Summary of the invention
First object of the present invention is to provide a kind of Auele Specific Primer of Sacalis bealei microsatellite marker, it is characterized in that, the Auele Specific Primer of described microsatellite marker is as follows:
Microsatellite locus tSb-SSR3 Auele Specific Primer: F:ACGCCTTCCCAGAGTGTC
R:ATGCCTATTTCCCCAGTG
Microsatellite locus tSb-SSR12 Auele Specific Primer: F:TCTGGAGTCCATAGCTGC
R:CTCACATTGACGAAAGGC
Microsatellite locus tSb-SSR15 Auele Specific Primer: F:AGAACCCAGGATTTCGGAG
R:AGGAGCAGTTAGCAGGCGT
Microsatellite locus tSb-SSR19 Auele Specific Primer: F:AACACTTGCTTCCCTACCG
R:GCCCCTTCTTACTGACCG
Microsatellite locus tSb-SSR30 Auele Specific Primer: F:TTGAGGGTTTAATGCCTTGT
R:GAATGGATTGGACCACAGG
Microsatellite locus tSb-SSR33 Auele Specific Primer: F:TGGGAGTTTTGTCATTGTCTTC
R:TGCCGTTCTTATGTTATGTTCG
Microsatellite locus tSb-SSR36 Auele Specific Primer: F:TTTGACAGTATGGTGGGTTT
R:GAAAGGAGTCAGATAGGTGGA
Microsatellite locus tSb-SSR48 Auele Specific Primer: F:AGGTCATTGGGCGGTTTG
R:CCACTGTTGCTCATGTTGGTT
Second object of the present invention is to provide a kind of detection method of Sacalis bealei microsatellite marker, it is characterized in that, comprises the following steps:
(1), extract Sacalis bealei genomic dna;
(2), the genomic dna that extracts of the step (1) of take is template, utilizes the Auele Specific Primer of each microsatellite locus in the Auele Specific Primer of described Sacalis bealei microsatellite marker to carry out respectively pcr amplification;
(3), utilize native polyacrylamide gel electrophoresis to carry out polymorphic detection to pcr amplification product.

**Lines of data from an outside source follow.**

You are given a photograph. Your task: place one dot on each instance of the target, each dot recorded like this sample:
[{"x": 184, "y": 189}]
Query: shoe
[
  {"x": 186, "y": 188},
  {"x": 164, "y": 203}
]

The present invention is by building the micro-satellite of Sacalis bealei (GT) 12 enriched libraries, the positive colony that screening contains microsatellite sequence, the Auele Specific Primer of design microsatellite locus, and these microsatellite locus are carried out to polymorphic detection, developed the Sacalis bealei microsatellite locus of 8 rich polymorphism.The numbering of 8 Sacalis bealei microsatellite locus is respectively: tSb-SSR3, tSb-SSR12, tSb-SSR15, tSb-SSR19, tSb-SSR30, tSb-SSR33, tSb-SSR36, tSb-SSR48; Its nucleotide sequence is respectively as shown in SEQIDNO.1~8.
Utilize the Auele Specific Primer of the Sacalis bealei microsatellite marker in the present invention to detect 33 Sacalis bealei samples, result shows, in 8 microsatellite locus Gai colonies, can effectively increase, amplification efficiency reaches 100%, utilizing native polyacrylamide gel electrophoresis to detect shows, all there is abundant polymorphism in 8 microsatellite locus, and all meet Hardy-Weinberg equilibrium in colony.Illustrate that the Auele Specific Primer of 8 pairs of microsatellite markers in the present invention can be used in the work such as the level of genetic diversity assessment of Sacalis bealei, Genetic Constitution of Population analysis, sibship evaluation.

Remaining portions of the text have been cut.